Sources : BLS, ISM, Bloomberg
N’en déplaise à certains et en dépit du ralentissement de l’activité dans les services, le cercle vertueux investissement-emploi-consommation s’est non seulement imposé outre-Atlantique mais est surtout en train de s’installer durablement.
Marc Touati
La météo économique de la semaine écoulée :
Les Marchés :
Franc suisse, Yen : même combat.
C’est l’un des grands paradoxes de l’année 2010 : en dépit de taux directeurs proches de 0 %, le franc suisse et le yen atteignent des sommets parfois historiques contre de nombreuses autres devises.

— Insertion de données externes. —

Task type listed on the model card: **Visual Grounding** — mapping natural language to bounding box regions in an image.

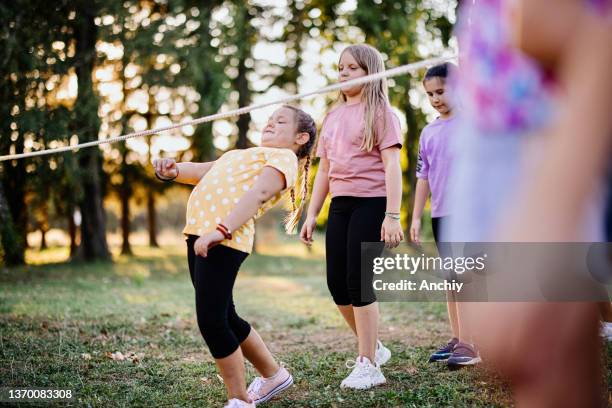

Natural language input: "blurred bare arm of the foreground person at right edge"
[505,9,612,242]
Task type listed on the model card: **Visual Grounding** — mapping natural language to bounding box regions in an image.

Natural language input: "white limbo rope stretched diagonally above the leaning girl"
[0,56,456,162]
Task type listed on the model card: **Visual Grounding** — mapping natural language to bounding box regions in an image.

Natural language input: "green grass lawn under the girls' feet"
[0,247,604,407]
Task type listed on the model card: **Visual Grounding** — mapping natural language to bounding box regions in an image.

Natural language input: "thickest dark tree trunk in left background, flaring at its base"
[74,3,111,261]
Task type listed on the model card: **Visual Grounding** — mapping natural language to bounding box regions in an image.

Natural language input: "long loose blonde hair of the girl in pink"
[339,44,389,152]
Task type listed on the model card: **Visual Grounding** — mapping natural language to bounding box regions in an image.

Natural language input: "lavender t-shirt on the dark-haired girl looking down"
[417,115,457,217]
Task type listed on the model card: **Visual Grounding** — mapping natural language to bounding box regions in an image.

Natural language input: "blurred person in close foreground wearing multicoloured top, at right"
[443,0,612,407]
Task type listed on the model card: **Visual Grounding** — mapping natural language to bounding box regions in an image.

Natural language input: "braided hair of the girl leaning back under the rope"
[283,105,317,234]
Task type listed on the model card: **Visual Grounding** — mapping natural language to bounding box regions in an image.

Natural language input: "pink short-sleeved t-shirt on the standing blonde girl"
[317,103,402,197]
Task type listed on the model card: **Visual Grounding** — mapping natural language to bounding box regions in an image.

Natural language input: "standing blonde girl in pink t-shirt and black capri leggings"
[300,45,404,389]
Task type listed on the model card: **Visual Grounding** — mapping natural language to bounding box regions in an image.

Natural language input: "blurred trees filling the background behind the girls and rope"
[0,0,457,265]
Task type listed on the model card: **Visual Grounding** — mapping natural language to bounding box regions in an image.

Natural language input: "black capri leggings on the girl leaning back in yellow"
[187,235,251,358]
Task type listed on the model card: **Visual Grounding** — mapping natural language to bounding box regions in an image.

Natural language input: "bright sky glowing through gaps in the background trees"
[32,0,456,161]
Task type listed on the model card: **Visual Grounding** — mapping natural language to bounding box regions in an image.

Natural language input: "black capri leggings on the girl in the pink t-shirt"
[325,196,387,307]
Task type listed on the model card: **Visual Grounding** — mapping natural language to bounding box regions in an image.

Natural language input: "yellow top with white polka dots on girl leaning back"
[183,147,298,253]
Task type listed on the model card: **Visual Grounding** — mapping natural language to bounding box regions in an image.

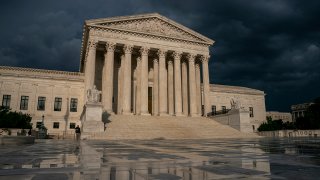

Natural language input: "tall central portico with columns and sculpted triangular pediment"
[80,14,213,116]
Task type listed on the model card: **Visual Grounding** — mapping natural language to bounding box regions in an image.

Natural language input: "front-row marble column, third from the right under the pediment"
[173,52,182,116]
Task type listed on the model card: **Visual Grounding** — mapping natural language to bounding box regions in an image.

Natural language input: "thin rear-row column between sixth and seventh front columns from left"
[181,61,189,116]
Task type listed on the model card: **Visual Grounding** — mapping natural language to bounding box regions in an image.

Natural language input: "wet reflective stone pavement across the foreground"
[0,138,320,180]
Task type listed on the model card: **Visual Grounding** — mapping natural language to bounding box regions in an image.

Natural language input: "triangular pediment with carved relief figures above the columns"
[86,13,214,45]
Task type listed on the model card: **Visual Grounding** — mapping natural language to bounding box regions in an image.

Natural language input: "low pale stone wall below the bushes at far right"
[258,129,320,137]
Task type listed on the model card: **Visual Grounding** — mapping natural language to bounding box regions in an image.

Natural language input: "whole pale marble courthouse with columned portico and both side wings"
[0,13,265,133]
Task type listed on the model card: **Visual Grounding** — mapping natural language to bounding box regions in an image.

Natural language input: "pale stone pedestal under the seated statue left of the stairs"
[82,102,104,133]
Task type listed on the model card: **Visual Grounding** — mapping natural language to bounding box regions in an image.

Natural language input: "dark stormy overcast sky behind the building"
[0,0,320,111]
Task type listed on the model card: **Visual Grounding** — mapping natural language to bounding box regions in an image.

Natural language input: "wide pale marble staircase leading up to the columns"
[83,115,257,140]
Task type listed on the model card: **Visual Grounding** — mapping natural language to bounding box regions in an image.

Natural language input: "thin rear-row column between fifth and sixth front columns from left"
[168,60,174,116]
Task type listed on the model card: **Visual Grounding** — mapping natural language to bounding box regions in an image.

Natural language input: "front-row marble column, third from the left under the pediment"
[122,45,133,114]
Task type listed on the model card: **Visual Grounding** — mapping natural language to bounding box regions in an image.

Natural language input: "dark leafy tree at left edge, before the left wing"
[0,106,32,129]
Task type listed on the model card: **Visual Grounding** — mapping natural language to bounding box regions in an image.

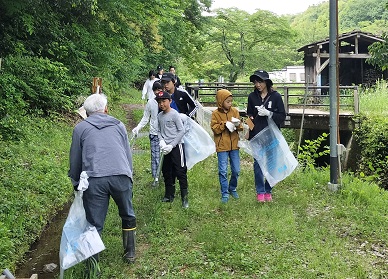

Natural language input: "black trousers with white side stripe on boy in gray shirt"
[162,143,188,198]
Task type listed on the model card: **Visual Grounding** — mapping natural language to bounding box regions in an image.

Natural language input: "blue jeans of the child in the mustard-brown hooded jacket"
[217,149,240,197]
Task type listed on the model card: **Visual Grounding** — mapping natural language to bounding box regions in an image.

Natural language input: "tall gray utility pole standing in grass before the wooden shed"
[329,0,339,191]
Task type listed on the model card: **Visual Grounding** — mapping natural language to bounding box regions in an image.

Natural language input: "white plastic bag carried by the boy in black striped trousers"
[180,113,216,170]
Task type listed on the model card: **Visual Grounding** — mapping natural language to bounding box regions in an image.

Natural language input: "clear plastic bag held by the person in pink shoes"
[249,118,298,187]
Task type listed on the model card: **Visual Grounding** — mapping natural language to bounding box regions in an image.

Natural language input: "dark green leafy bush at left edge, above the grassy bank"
[0,56,77,117]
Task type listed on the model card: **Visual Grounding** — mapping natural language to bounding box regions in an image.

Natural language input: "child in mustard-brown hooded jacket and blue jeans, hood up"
[210,89,243,203]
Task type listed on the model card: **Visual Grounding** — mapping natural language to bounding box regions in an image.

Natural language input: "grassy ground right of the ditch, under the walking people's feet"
[66,91,388,278]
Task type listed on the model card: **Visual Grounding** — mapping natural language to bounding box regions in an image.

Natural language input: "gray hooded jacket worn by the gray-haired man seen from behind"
[68,113,132,185]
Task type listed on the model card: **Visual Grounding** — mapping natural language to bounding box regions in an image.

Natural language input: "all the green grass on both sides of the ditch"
[0,87,388,279]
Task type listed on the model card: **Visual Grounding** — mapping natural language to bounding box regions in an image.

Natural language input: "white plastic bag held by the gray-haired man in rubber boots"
[59,191,105,271]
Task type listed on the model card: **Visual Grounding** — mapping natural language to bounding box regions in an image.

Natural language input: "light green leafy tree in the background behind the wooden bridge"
[203,9,297,82]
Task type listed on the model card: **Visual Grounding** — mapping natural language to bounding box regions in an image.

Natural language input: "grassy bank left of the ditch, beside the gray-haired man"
[0,116,73,270]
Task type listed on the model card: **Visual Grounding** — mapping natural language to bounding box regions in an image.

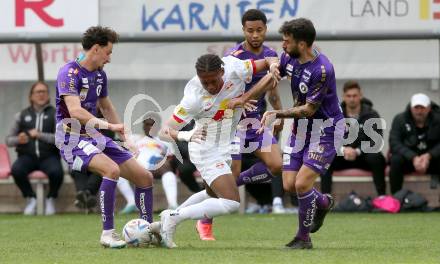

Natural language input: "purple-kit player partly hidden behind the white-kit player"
[196,9,283,240]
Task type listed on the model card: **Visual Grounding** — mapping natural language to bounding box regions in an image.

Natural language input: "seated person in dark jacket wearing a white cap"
[390,93,440,194]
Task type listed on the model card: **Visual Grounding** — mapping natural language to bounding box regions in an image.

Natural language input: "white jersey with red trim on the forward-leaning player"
[173,56,255,162]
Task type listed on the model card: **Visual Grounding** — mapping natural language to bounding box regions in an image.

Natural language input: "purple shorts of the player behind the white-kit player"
[231,129,278,160]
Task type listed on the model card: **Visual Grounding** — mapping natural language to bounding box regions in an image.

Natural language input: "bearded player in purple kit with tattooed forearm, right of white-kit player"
[259,18,345,249]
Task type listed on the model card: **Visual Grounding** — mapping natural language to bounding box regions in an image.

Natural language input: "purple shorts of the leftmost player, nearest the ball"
[60,135,133,172]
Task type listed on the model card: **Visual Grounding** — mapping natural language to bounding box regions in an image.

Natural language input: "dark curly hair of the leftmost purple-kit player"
[81,26,119,50]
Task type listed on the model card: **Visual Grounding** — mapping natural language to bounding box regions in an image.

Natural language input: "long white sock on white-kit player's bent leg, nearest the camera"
[177,198,240,221]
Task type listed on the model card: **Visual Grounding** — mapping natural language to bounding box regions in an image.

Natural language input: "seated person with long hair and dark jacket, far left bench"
[6,82,64,215]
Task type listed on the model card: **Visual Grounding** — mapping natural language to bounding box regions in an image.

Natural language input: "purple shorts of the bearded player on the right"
[283,136,336,174]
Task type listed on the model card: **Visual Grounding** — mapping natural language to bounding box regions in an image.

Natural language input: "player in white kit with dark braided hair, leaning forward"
[156,54,277,248]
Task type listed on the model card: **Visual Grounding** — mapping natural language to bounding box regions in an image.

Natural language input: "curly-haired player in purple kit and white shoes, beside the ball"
[56,26,153,248]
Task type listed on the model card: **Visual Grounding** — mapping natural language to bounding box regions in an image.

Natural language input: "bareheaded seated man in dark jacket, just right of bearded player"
[321,81,386,195]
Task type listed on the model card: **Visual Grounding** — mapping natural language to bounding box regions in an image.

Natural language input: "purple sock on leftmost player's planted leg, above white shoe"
[99,177,118,230]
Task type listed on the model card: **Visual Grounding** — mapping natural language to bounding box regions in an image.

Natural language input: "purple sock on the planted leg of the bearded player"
[296,189,317,241]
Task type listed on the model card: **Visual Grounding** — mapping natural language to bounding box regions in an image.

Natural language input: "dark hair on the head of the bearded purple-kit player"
[278,18,316,47]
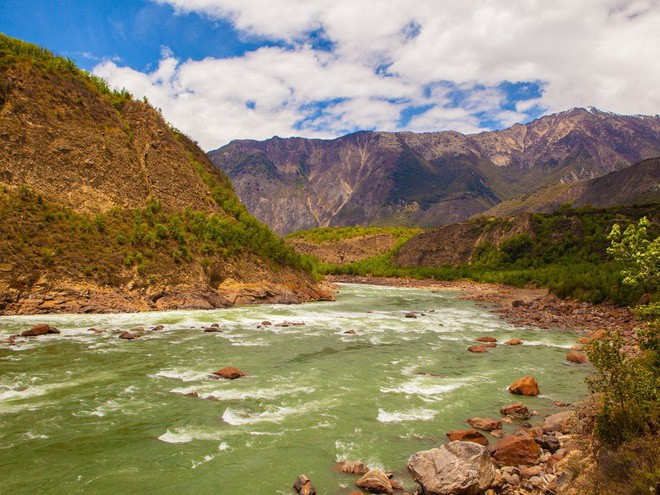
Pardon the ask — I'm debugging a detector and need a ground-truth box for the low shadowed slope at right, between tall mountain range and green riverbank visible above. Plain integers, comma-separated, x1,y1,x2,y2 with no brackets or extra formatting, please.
484,158,660,217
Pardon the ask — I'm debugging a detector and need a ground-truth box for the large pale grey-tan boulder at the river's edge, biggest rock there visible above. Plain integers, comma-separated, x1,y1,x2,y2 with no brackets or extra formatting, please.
408,442,495,495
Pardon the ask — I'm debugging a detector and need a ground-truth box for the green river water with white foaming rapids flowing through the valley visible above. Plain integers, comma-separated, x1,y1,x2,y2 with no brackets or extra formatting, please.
0,284,588,495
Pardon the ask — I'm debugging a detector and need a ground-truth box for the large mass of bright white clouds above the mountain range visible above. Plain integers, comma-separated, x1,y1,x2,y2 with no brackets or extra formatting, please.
95,0,660,149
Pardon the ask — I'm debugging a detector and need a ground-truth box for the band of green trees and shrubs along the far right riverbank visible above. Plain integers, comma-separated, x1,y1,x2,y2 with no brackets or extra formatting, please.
310,205,660,304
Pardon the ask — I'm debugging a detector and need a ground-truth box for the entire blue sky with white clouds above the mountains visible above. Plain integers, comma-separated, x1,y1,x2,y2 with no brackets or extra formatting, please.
0,0,660,150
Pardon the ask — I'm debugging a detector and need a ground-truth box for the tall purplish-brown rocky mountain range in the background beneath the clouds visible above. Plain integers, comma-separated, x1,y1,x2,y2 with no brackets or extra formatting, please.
209,108,660,233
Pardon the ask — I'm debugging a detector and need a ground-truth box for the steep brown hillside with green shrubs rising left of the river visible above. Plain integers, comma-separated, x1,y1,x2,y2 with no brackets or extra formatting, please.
0,35,327,313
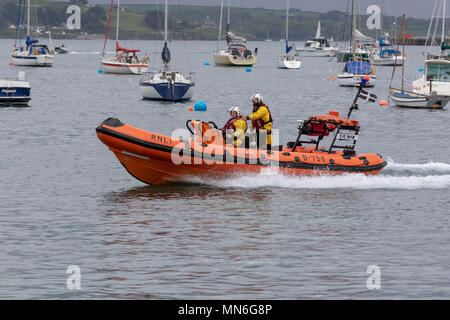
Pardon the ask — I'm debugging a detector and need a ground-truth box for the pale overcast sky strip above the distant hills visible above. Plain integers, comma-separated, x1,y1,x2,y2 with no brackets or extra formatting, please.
89,0,442,18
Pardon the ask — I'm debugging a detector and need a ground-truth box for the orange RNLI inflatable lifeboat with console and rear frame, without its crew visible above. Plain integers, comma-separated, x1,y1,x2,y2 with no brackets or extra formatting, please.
96,86,386,185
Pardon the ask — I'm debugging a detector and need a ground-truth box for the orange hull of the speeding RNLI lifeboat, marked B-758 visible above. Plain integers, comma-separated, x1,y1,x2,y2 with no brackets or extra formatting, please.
96,118,386,184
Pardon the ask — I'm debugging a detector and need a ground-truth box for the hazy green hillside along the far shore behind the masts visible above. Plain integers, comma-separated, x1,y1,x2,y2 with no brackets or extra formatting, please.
0,0,440,41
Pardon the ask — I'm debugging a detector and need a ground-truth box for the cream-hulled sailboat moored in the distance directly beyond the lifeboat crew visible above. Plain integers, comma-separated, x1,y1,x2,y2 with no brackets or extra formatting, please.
213,0,258,66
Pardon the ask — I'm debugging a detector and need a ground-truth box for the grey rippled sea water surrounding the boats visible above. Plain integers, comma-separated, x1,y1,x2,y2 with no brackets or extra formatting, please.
0,40,450,299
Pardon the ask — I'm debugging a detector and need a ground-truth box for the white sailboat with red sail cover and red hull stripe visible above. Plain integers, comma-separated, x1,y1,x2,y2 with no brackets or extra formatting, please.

En dépit de taux directeurs historiquement bas, le franc suisse flambe.
Sources : Bloomberg, Datastream
Pour justifier une telle flambée, les explications ad hoc vont bon train : face aux risques de rechute de l’économie mondiale, les investisseurs cherchent des valeurs refuges, donc le franc suisse et le yen.
A l’instar de l’augmentation excessive des cours obligataires (cf. « Obligations d’Etat : la nouvelle bulle » dans notre weekly de la semaine dernière), cette appréciation ressemble de plus en plus à une bulle.
Le yen devient fou…
Sources : Bloomberg, Datastream
Car si l’on peut comprendre la recherche éperdue de valeur refuge de la part des investisseurs apeurés par le risque de « W », le franc suisse et le yen sont loin de constituer des protections à toute épreuve.
Tout d’abord, parce qu’avec des taux d’intérêt (donc des rendements) à court et long terme très bas, ces devises demeurent peu attrayantes.